January 4 to February 17, 2022, Hafez Gallery, Curated by Dr. Lina Kattan.
The exhibition coincides with the announcement of the registration of “Arabic Calligraphy” in the UNESCO list with the efforts led by Saudi Arabia in collaboration with Arab countries, and for the closure of the “Year of Arabic Calligraphy 2021” initiative launched by the Ministry of Culture.
Exhibition Brief
“KAAF. LAAM. MEEM” is the 3rd solo exhibition by the artist Abdelrahman Elshahed, which explores some of the possibilities of the Arabic letter, and its endless creative characteristics: whether the letter is connected or separated, absent or present, signified or as a signifier, uttered or discernible, disconnected or became as a whole. The selected artworks visualize a wide range of meditation and introspection practices, all of which convey the intercommunicated human senses and perception. In addition, it sheds light on several significant human values.

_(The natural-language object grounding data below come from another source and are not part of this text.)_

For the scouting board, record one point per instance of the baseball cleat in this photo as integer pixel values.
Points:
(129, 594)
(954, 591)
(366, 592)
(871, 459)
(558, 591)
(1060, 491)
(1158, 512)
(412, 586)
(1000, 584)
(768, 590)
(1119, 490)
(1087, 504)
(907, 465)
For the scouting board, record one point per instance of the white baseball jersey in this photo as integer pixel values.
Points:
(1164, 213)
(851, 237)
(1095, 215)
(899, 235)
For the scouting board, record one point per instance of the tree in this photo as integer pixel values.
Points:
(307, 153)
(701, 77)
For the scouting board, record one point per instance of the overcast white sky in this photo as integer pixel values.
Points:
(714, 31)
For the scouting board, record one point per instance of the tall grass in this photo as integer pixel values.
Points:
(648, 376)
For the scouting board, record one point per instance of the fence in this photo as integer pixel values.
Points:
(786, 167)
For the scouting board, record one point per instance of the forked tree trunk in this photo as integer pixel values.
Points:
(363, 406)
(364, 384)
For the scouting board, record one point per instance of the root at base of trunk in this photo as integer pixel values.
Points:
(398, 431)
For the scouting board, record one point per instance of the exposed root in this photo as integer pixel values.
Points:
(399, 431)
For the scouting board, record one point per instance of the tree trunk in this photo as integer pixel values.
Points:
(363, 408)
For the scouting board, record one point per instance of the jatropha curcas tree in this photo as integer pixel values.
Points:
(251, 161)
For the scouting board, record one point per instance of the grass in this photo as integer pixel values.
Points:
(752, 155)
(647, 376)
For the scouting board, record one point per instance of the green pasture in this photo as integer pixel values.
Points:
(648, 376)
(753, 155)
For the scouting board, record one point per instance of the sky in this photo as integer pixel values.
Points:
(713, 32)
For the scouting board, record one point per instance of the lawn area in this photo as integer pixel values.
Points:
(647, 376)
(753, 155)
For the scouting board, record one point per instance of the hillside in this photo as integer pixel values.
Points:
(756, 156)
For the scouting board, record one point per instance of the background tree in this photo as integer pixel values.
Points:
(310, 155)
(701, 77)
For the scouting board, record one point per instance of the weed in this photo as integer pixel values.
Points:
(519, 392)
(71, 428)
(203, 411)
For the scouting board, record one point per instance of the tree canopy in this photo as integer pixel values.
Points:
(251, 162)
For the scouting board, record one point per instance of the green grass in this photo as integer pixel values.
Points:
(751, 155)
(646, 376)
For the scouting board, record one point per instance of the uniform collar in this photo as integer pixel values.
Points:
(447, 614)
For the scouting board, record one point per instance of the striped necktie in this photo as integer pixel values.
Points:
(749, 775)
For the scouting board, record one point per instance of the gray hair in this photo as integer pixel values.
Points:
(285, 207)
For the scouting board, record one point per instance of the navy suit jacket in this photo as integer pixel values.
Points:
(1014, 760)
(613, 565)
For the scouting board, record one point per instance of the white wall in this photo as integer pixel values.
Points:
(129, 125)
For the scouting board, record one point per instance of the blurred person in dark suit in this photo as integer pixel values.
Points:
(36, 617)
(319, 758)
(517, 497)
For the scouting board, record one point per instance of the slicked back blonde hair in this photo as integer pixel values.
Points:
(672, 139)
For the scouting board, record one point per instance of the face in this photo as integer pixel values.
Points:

The “KAAF. LAAM. MEEM” exhibition is based on the geometrical dimension of the Arabic letter and its pliancy as the primary element of the word construction. The Arabic calligraphy is reformulated into a contemporary concept to form words that transcend the limits of time and space and reach universalism. The Letter as a Primary Essence of the Word.
KAAF. LAAM. MEEM
Three detached letters are arranged in the order of the Arabic alphabet. Each signified letter is self-contained and has its significance and sole expression ability. Moreover, when these three letters are organized orderly, they construct the fundamental root of the word/speech. The different assemblies of letters may produce wisdom, knowledge, beauty, and truth. Therefore, such letter assemblies can be read or heard, written or refined, implied or clarified, containing innumerable spiritual and cosmic mysteries. Usually, humans share several articulations of sounds, yet they acquire different speech and languages. Although the Arabic language consists of only twenty-eight letters, it has approximately sixteen-thousand linguistic roots. The arrangement and construction of these letters create an infinite world of meanings and semantics, a continuously expanding world. Arabs are famous for their eloquence and rhetoric linguistics. The Qur’anic collocation has miraculously exceeded the limits of the human mind. Allah, the ultimate Creator, chose the Arabic tongue to be the perfect vessel for the Divine word. Allah also challenged the eloquence of the Arabs with His incredible arrangements of letters and phrases (such as the abbreviated letters at the beginning of some surahs). Thus, the comprehension of those letters proves the inability of the human mind to decipher them.